Rosary Group Meets For 20 Years
BOBBY ARDOIN
St. Landry Now.com Editor
Two decades of unbroken dedication by the Father Joseph Verbis Lafleur rosary group have combined an effort to pray for statewide hurricane protection as well as displaying a reverence for a venerated South Louisiana priest who has been nominated for canonization by the Catholic Church.
Those who have gathered weekly to pray the rosary have met each Monday at 5:30 pm around an 8,000-pound Italian marble statue of Father Lafleur at St. Landry Catholic Church since 2005, have done so without interruption since Hurricane Katrina battered the New Orleans and Mississippi Gulf Coast area.
“It doesn’t matter what the weather is, we pray in front of the statue at the church each Monday evening. It has gotten pretty cold out here sometimes during the winter nights, when the wind blows straight into you, but we still do it anyway,” says Bobby Landry, who joined the group about six years ago.
When it rains, the weekly rosary meeting moves indoors to pray in a corner of the church.
During other inclement Monday’s, those praying the rosary will squeeze underneath the eaves of the church doorways to finish the rosary when a surprise rain shower appears.
Occasionally motorists or those walking or riding bicycles in front of the church, normally witness a maximum of about 12 persons praying the Monday rosary, who also offer their personal intentions for those who are sick, infirmed or who might need spiritual help.
Sometimes pedestrians who are on foot, stop alongside the group and briefly pray or display their reverence by making the sign of the cross.
Richard Lafleur and wife Carol Lafleur are two of the original members of the rosary group, which they indicate was formed 20 years ago by St. Landry Catholic Church deacon Dwayne Joubert.
“Deacon Joubert started the weekly rosary at the church after Katrina. Deacon Joubert got the group started and afterward we started praying to Father Lafleur during those rosaries and now we have combined praying to Father Lafleur to protect us from the storms in addition to asking that the Gulf Coast be spared from hurricanes,” said Richard Lafleur.
Incorporated into each weekly pre-rosary prayer agenda includes a prayer to Father Lafleur in addition to a separate prayer used by the Diocese of Lafayette, to help steer away storms that have threatened the Gulf Coast.
Until his death in 2018, Father James Melancon, who served at St.
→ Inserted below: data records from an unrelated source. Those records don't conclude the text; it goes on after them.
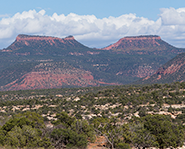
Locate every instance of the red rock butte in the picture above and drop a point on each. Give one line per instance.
(22, 37)
(149, 38)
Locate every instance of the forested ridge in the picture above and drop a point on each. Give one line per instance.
(125, 116)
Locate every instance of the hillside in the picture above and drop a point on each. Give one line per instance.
(84, 66)
(150, 44)
(172, 71)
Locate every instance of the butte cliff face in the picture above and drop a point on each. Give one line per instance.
(172, 71)
(36, 62)
(151, 44)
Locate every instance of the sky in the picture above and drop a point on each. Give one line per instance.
(94, 23)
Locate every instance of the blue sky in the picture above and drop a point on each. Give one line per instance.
(95, 23)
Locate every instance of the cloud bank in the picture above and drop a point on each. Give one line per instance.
(92, 31)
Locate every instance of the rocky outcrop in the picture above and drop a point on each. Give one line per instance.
(53, 75)
(38, 42)
(142, 45)
(172, 71)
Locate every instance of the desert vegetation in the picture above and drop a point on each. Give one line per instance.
(125, 116)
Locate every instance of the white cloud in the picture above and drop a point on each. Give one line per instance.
(92, 31)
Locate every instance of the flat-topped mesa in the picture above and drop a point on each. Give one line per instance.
(23, 37)
(129, 41)
(33, 40)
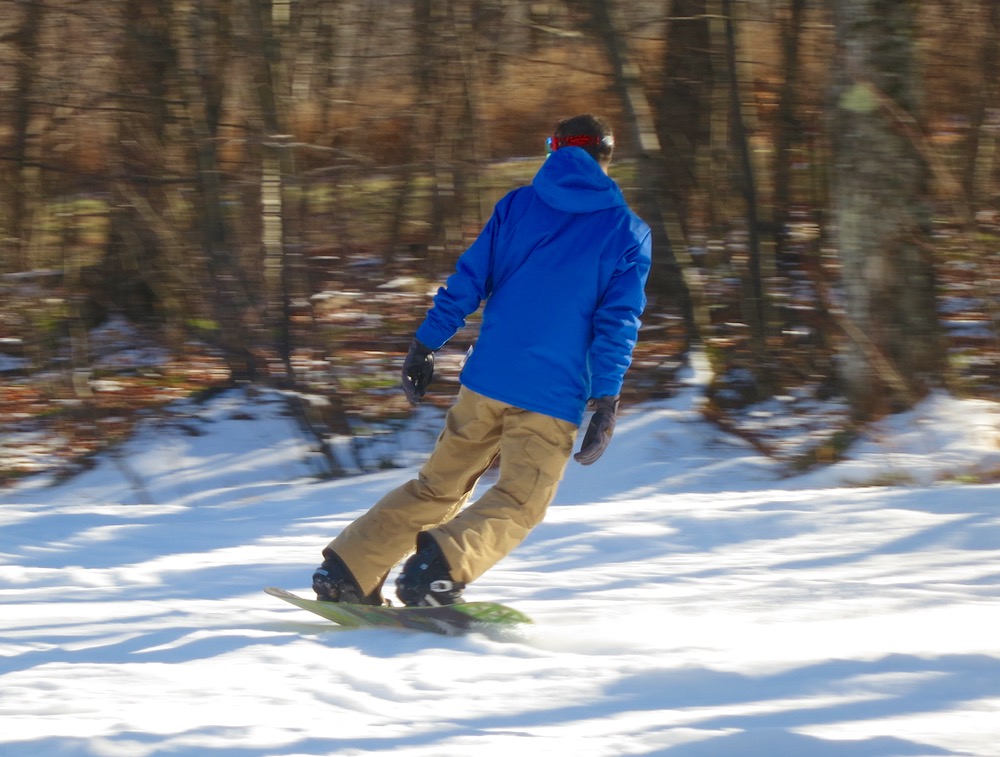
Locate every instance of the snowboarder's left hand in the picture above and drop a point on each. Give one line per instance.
(602, 426)
(418, 370)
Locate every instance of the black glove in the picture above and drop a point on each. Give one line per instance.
(598, 436)
(418, 370)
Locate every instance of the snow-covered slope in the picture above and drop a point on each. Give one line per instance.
(689, 601)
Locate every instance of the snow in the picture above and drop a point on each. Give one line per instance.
(691, 600)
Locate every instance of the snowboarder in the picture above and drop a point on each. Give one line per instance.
(561, 266)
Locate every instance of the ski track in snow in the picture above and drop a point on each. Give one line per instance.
(689, 602)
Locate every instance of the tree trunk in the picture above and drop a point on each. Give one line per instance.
(652, 201)
(893, 353)
(24, 182)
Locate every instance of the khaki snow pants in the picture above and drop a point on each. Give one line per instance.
(534, 450)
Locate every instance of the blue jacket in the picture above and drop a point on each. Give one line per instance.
(562, 266)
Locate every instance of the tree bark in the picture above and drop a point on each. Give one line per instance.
(678, 283)
(893, 354)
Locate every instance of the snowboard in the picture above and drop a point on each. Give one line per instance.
(450, 620)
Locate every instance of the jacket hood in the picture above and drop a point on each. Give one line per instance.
(572, 181)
Landry and lived at the church rectory, was usually a member of the weekly rosary group.
Father Melancon, who often added religious insights about prayer and rosary devotion, was often joined for the weekly rosary by other diocesan priests.
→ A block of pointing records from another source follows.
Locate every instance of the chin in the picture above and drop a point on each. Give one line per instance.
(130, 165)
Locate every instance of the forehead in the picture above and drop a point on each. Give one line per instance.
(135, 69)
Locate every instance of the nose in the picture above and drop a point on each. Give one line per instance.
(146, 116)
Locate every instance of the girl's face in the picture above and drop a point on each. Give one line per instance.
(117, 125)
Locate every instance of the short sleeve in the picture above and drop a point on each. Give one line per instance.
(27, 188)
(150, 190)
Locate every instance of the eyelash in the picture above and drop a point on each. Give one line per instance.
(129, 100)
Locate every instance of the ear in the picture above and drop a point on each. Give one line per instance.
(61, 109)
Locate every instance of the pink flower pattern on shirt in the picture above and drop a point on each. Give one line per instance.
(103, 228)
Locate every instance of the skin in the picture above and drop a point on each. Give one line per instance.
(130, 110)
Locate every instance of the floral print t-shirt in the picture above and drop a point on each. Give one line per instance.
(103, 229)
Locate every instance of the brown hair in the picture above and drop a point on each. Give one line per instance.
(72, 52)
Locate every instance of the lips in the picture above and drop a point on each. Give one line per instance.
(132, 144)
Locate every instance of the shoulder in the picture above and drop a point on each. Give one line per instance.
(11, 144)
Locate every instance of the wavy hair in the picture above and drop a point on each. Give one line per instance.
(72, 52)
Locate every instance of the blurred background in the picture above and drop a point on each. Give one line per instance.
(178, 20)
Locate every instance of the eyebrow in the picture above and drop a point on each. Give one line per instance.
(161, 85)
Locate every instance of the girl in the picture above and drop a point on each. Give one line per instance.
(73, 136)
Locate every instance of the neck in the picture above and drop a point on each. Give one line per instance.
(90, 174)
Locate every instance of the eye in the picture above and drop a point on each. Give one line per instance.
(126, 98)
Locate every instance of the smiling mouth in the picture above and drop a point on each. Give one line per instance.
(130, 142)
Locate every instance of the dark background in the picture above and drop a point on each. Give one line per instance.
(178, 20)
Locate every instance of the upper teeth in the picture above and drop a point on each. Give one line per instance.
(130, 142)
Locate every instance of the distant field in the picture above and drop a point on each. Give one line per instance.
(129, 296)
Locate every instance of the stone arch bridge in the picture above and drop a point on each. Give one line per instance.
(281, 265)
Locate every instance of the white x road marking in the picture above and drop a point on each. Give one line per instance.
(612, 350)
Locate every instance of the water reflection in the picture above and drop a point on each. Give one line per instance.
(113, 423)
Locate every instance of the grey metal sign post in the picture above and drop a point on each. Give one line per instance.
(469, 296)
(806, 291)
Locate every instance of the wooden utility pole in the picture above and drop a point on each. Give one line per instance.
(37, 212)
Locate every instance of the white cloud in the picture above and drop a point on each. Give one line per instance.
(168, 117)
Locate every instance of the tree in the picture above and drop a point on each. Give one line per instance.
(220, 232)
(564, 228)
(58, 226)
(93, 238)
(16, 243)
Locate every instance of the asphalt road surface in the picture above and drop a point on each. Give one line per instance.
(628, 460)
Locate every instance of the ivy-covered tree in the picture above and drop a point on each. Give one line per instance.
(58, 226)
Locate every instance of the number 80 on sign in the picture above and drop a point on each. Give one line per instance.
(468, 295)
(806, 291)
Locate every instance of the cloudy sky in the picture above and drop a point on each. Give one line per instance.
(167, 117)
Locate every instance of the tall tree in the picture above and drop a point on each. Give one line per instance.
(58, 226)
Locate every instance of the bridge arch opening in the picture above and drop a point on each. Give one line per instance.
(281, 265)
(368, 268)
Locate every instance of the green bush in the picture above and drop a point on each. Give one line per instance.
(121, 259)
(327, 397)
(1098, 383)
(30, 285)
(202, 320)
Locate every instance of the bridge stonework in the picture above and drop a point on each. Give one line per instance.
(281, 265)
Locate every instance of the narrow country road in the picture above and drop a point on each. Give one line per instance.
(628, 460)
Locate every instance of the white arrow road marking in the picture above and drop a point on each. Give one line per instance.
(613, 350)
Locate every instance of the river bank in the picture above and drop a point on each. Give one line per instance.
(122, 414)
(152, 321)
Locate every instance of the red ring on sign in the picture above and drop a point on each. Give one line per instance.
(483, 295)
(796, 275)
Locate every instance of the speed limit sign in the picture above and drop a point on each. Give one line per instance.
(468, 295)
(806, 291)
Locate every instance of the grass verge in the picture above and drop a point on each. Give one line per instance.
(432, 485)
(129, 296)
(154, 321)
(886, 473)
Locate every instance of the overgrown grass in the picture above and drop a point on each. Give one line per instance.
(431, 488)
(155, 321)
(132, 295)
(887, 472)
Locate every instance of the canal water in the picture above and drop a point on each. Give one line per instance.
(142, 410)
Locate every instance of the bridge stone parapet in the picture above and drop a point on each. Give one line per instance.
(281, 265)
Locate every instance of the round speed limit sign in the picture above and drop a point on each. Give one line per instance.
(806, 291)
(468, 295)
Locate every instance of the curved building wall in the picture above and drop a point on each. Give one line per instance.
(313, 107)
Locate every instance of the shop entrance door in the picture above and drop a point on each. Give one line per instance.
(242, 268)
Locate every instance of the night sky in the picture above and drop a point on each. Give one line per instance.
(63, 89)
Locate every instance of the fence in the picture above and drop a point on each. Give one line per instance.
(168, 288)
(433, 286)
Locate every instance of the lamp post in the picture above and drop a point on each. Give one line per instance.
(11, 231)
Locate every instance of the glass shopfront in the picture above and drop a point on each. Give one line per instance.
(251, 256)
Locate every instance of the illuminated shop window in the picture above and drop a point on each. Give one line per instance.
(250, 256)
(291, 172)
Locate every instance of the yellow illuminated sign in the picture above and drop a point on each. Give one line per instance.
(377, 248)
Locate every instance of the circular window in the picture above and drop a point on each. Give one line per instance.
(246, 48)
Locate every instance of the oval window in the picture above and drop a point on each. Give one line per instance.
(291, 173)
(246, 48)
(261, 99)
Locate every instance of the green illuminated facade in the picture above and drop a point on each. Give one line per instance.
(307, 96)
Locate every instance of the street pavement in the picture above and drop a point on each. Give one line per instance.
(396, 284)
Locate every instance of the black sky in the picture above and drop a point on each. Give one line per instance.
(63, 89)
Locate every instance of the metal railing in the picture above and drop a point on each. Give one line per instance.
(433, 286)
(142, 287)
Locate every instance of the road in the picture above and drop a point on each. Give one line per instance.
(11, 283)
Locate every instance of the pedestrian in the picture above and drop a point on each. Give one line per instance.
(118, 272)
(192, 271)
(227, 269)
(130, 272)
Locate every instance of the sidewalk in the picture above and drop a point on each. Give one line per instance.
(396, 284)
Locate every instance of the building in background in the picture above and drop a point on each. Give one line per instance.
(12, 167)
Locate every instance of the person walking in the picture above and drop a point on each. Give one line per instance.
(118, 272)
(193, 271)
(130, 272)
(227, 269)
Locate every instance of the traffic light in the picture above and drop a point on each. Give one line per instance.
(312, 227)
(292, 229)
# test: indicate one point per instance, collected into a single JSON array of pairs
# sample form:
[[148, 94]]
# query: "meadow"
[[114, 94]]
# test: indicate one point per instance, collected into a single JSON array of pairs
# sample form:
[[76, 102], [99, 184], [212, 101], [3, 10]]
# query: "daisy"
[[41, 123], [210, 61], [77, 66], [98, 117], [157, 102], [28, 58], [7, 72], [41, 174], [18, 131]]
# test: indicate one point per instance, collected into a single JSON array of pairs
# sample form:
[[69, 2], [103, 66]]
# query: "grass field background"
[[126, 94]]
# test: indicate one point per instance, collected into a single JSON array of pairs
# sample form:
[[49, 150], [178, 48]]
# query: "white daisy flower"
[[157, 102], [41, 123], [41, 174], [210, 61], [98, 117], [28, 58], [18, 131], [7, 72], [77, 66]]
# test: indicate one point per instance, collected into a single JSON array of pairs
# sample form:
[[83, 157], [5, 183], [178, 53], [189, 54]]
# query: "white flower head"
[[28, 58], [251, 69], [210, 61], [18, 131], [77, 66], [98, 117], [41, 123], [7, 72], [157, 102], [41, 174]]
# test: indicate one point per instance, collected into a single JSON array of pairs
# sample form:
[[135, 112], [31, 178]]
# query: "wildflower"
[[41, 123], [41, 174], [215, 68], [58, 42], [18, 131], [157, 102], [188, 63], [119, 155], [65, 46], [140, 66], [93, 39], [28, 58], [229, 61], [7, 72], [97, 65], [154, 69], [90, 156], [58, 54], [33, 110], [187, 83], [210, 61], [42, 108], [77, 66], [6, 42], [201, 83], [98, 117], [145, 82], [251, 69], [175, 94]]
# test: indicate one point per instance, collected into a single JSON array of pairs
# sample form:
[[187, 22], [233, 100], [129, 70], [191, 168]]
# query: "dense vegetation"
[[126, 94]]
Following the completion of the Father Lafleur statue, members of the group have gathered around its base to pray each Monday.
Richard and Carol Lafleur for nearly 25 years, have launched a movement that has pushed for the canonization of Verbis Lafleur, an Evangeline Parish native, who moved with his family to Opelousas just before he left at the age of 14, to become a priest.
Father Lafleur said his inaugural mass at St. Landry in 1938 and in 1941, he received permission from the church to become an Army Air Force chaplain.
Verbis Lafleur died on Sept. 8, 1944, while assisting American soldiers escape from a Japanese prisoner-of-war transport ship that was mistakenly torpedoed by an American submarine off the coast of the Philippines.
As a member of the military, Verbis Lafleur was twice awarded the Distinguished Service Cross, the Silver Star and Purple Heart for assisting wounded and those who were dying at Clark Field in the Philippines and again aboard the prisoner ship three years ago.
At least two books have been written about the life of Father Verbis Lafleur, which highlight the sacrifices that he made as a captive of the Japanese for nearly three years.
Since 2020, the Diocese of Layette has opened the cause for the canonization of Father Verbis Lafleur, a decision that was affirmed about a year later following a vote by 99 percent of the American bishops.
In addition to the monument, which commemorates the action by Father Verbis Lafleur to assist the prisoners from the troop ship, there is a section of St. Landry Church dedicated to his memory.